Chinese’s Abrams called “RRR” he also added, “a film I love and a filmmaker I so admire. … I love its exuberance. I love its friendship. I love its heart. I love what it says about fighting for what’s right. I love the music. I love the insanity. The fever-dream madness of this movie is more fun than you’ll have in a theater — (more) than I can imagine having in any other film.”
Keeravani said, “I did not guess there would be this kind of response for this song, even in my dreams,”. “But as a paradoxical statement, it’s a dream coming true.”

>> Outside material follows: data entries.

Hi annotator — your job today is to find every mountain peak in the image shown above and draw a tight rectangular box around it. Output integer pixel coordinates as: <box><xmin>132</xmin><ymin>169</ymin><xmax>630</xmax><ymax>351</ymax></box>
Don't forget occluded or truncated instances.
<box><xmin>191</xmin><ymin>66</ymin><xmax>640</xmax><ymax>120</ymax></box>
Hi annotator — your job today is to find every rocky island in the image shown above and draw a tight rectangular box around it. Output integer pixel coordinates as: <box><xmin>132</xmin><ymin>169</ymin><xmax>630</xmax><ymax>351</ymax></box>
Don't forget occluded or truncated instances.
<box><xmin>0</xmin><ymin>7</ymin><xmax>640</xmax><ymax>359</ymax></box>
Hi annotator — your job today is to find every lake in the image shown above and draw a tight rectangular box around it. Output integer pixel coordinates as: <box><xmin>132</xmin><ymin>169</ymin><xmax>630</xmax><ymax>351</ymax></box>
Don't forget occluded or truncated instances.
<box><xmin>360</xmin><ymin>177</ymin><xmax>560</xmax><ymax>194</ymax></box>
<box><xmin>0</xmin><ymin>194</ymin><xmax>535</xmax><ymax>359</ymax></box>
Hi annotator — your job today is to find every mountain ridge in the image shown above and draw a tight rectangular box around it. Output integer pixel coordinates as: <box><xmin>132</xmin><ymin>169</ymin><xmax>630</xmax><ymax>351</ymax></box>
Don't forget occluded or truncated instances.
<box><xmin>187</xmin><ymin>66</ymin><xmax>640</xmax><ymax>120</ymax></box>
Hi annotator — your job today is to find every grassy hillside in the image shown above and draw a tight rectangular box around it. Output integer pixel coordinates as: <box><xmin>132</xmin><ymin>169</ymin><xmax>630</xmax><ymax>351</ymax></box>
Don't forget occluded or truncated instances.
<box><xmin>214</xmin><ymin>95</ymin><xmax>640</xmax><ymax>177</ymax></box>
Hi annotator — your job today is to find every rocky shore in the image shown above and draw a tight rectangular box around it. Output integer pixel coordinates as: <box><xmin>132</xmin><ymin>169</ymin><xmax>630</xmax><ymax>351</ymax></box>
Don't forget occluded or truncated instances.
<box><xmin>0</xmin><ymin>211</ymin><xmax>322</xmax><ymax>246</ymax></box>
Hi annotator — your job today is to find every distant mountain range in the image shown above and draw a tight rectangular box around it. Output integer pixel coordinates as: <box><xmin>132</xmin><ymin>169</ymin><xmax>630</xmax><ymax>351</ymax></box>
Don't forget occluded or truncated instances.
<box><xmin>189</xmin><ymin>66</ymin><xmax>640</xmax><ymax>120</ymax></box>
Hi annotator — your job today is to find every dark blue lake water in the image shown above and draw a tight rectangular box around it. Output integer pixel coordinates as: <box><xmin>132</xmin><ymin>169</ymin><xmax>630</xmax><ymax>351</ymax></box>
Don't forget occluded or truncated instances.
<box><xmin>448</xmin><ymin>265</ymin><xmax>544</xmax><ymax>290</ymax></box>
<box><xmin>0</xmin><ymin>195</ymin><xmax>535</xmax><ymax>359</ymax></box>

The “RRR” filmmaking team has TikTok to thank, in part, not just for the global popularity of the song but for how homemade clips set to “Naatu Naatu” propelled the movie’s U.S. domestic box-off success right out of the gate. Well before the film’s theatrical opening, TikTok users had latched onto a short clip of lead actors Ram Charan and N. T. Rama Rao Jr. doing the peculiar dance step that characterizes the choreography and attempting their own versions of it.
“When I envisioned the ‘Naatu Naatu’ song,” said Rajamouli, “while both of them are great dancers, I didn’t want the steps to be so complicated that people can’t do it. It should be like any two people — whether it be friends, mother, and daughter, father, and son, two brothers or two sisters — would see it and feel like, ‘Let’s try this.’ And they did; millions and millions of people were trying to do the steps and posting on it. It became such a big phenomenon when we released the song, and it clearly public interest in the film.”
Keeravani says the beat holds a great deal to do with the popularity, although it’s so fast that, like videography of a hummingbird’s wings, you almost have to slow it down to recognize it. “The beat is 6/8 — that’s not very frequently heard from the West, but more frequently heard from India and sometimes from Africa and countries like that,” said the composer.
“To be precise, it’s even a South Indian kind of beat, not so much North Indian. And in ‘Naatu Naatu,’ this beat took another dimension and another level of BPM (beats per minute) which is very rarely heard in the West. So that’s what primarily got the attention of the Western audience.” He also points to his singers: “I picked Rahul Sipligunj and Kaala Bhairava to do justice to this melody and they gave their best. That’s why the song is what it is now.”
At the Chinese Theatre the night before the Globes, Keeravani took in the thunderous crowd response and said, “It’s true that I have composed music for the movie ‘RRR,’ but the best music I have heard today is your laughs and applause… I wish to listen to that music on and on, again and again, and forever.”